Description
These olives are roasted to perfection with bright citrus and fragrant rosemary. A simple yet elegant appetizer for any occasion.
Ingredients
Units
Scale
- 0.75 lbs (680 g) mixed olives
- 2 tbsp olive oil
- 3 cloves garlic
- 1 tbsp fresh rosemary
- 1 tsp crushed red pepper
- zest of 1 orange
- juice of 1/2 orange
- zest of 1 lemon
- 1/2 tsp salt
- 1/2 tsp ground black pepper
Instructions
- Preheat the oven to 400°F.
- Drain the olives well and pat them dry with paper towels. If using large olives, leave them whole; smaller ones are fine as-is.

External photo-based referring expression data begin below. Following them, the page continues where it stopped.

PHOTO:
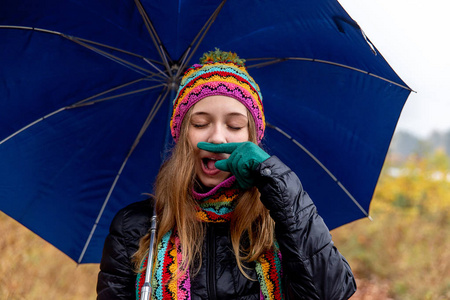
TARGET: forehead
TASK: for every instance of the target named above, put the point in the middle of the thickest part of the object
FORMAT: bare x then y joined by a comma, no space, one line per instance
219,104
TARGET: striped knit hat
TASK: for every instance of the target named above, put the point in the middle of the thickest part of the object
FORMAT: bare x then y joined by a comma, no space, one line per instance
219,73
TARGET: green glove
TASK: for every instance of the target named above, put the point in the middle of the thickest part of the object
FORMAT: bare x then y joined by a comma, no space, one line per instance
244,158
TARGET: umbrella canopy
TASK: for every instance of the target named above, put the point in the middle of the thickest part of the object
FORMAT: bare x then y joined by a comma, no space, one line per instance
86,90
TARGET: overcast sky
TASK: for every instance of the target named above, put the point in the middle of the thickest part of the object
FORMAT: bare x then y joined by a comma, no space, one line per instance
412,36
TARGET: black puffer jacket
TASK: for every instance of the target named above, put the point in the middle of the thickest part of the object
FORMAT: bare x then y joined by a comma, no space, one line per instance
312,267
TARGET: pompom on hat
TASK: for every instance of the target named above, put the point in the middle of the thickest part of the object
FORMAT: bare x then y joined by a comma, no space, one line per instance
219,73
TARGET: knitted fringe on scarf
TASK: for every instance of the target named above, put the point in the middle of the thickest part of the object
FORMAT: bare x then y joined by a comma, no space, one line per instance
215,206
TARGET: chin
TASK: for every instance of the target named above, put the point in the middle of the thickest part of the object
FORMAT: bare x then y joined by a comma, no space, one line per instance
212,181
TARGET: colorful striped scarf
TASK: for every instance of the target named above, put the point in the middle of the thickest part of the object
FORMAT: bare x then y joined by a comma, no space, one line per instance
216,206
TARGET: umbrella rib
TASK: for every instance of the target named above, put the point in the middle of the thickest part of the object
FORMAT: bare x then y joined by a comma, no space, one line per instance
83,43
113,89
118,50
117,96
151,115
272,60
32,124
201,35
114,58
82,103
154,36
322,166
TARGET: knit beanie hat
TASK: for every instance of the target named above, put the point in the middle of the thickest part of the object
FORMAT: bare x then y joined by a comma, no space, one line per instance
219,73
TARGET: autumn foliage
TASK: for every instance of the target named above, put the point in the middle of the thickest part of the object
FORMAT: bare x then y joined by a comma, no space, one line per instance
402,254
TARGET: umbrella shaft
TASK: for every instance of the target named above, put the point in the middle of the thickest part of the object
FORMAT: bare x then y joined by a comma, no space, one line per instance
147,288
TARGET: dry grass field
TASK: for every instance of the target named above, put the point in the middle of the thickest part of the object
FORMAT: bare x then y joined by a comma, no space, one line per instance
402,254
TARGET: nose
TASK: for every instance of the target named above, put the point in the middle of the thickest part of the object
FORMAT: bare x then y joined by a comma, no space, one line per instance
217,135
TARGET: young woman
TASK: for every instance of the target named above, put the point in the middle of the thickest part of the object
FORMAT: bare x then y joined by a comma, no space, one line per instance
233,221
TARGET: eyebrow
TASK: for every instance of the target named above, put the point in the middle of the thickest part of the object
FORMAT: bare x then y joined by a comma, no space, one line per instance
199,113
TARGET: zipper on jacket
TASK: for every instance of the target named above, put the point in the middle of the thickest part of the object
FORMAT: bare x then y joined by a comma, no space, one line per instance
211,263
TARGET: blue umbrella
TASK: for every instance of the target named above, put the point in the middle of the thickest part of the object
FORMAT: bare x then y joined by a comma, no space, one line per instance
86,90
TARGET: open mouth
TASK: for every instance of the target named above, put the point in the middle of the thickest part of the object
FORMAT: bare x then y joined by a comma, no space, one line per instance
208,163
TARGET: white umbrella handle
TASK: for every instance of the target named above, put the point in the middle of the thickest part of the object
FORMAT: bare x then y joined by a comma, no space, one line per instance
147,287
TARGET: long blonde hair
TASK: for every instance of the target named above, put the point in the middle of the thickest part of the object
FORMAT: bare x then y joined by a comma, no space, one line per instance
175,208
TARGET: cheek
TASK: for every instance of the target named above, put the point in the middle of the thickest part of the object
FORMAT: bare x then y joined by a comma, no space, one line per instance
240,136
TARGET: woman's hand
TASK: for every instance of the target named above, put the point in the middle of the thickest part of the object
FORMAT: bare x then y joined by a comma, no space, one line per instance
244,159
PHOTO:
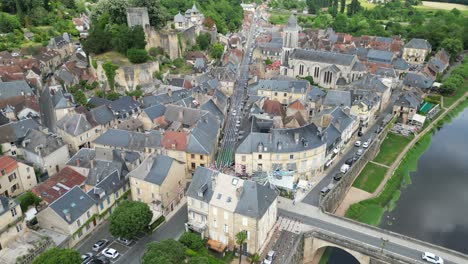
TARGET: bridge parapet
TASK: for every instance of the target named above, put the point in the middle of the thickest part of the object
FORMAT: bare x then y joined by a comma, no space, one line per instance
376,254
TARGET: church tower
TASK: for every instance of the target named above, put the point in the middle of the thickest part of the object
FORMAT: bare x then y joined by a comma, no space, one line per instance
290,38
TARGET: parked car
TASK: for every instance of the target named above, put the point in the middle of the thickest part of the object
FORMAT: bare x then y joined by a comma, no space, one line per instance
125,241
110,253
338,176
365,144
269,257
349,161
99,260
344,168
324,190
432,258
86,258
359,152
100,245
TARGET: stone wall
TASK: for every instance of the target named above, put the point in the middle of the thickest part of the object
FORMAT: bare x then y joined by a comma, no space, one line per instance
330,202
128,77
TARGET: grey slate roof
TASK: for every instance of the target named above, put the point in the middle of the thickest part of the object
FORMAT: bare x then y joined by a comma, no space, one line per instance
255,199
16,131
370,83
102,114
109,185
74,202
408,99
418,44
14,88
47,143
292,86
74,124
155,111
203,138
323,56
282,140
417,80
315,94
202,182
129,139
211,107
159,167
338,98
380,55
400,64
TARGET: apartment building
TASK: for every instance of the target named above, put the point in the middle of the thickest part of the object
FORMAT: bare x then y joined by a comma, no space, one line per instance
220,206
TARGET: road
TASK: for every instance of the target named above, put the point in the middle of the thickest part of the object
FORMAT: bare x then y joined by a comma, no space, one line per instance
397,244
174,228
228,143
313,196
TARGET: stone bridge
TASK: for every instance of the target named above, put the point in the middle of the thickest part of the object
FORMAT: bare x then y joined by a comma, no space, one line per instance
368,244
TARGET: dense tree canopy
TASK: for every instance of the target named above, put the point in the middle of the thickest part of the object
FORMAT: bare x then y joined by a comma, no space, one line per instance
58,256
129,219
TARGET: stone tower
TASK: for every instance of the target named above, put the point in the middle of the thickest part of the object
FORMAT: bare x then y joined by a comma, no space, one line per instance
137,16
290,38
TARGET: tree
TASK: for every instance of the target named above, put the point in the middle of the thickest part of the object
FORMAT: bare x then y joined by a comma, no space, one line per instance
27,199
129,219
168,251
157,13
453,46
109,69
58,256
137,55
241,237
192,241
203,40
255,259
217,50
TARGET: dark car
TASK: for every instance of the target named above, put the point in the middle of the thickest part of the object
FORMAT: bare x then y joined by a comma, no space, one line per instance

- Thinly slice the garlic. Strip the rosemary leaves from the stems and roughly chop them.
- In a medium baking dish or cast iron skillet, toss the olives with olive oil, sliced garlic, rosemary, a pinch of red pepper flakes, orange zest, a squeeze of orange juice, lemon zest, and a small pinch of salt and pepper.
- Roast for 15 to 20 minutes, stirring once, until the olives are slightly wrinkled and the garlic is golden.
- Let cool in the dish for at least 10 minutes. The flavors concentrate as they sit.
- Serve warm or at room temperature with bread, cheese, or as part of a spread. These keep well in the fridge for up to a week.
Notes
- For a more intense citrus flavor, use Meyer lemons and oranges.
- To prevent bitterness, use a mix of green and Kalamata olives.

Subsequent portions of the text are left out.